An estate planning lawyer tells him:
‘When families get some money,’ an estate planning lawyer in London told us, ‘things go all right until the guy who made the money dies. Usually, that’s when the problems begin, because the next generation doesn’t know how to preserve it, and they usually don’t even know where it came from. So, they argue over who gets what and why. Finally, it is the lawyers who end up with most of it.’
Of his own sucess Bonner writes:
We were well over the age of 40 before we had any money at all. That was the first time in our lives when we lived in a house with air conditioning. But by then, the wind had shifted and was at our backs. By the time we hit 50, the business was booming and we entered an entirely new stage in our lives. We moved to Paris and the children went to private school. We bought a summerhouse. Things started looking peachy.
……..
But the last decade is the only one the children can recall….. It’s all pretty plummy for those young dandies. Which gives them a limited view of the real world.
He imagines how the conversation will go:
‘Oh Dad,’ Jules is certain to interrupt. ‘What are you trying to tell us?’
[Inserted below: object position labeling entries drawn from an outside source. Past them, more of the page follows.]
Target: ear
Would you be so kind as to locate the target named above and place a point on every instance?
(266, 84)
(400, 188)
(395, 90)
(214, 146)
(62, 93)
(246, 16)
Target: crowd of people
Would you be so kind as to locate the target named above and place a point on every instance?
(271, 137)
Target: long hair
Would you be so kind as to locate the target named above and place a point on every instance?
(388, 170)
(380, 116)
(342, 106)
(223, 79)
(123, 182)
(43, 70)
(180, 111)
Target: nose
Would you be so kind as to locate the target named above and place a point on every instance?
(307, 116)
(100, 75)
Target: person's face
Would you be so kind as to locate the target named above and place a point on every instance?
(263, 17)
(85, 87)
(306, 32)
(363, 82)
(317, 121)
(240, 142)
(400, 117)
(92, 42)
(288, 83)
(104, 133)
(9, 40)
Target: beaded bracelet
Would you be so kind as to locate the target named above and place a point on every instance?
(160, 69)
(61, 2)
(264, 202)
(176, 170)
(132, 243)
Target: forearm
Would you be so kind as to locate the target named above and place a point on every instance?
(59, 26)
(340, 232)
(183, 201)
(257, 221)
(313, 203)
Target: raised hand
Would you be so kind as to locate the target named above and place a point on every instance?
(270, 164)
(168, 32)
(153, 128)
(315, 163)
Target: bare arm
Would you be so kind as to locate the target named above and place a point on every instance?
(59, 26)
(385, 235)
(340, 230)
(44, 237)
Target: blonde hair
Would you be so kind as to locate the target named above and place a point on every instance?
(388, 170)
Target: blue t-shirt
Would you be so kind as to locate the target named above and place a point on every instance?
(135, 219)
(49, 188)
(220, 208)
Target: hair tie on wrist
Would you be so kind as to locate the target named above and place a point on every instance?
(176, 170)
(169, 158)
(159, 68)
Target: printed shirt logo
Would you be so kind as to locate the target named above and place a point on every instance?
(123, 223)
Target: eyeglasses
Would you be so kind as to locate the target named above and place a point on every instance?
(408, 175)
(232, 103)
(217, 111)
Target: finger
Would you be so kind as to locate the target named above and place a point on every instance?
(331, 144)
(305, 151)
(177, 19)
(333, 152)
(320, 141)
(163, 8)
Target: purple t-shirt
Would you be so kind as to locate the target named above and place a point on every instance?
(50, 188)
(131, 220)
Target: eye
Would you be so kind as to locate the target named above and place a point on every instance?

‘We are just describing the family business,’ we will explain.
‘Maybe you should come to the point,’ he will suggest.
‘But this is the point,’ we will reply. ‘This is the family business. We are telling you about it, because that is how we are able to live the way we do and send you off to Boston to go to college next year.’
‘But Dad, I’m not interested in the family business,’ replied Jules.
How does it all end? When Bonner tells his kids that they won’t inherit any money (Part II):
‘Are you kidding, Dad?’ Jules chimed in. ‘As soon as you’re gone, we’ll have this place up for sale and we’ll take the money and buy a condo at the beach …. where there are no shutters to paint….’
‘And no stone walls to put up,’ added Henry gleefully…
‘And a TV in every room,’ Edward added, getting into the spirit of it.
‘We’ll sell the business, too,’ Jules went on. ‘You have to work all the time… I don’t want to work like that.’
‘But don’t worry, Dad,’ said Henry, generously. ‘We won’t sell the gypsy wagon; we need somewhere to store our video games.’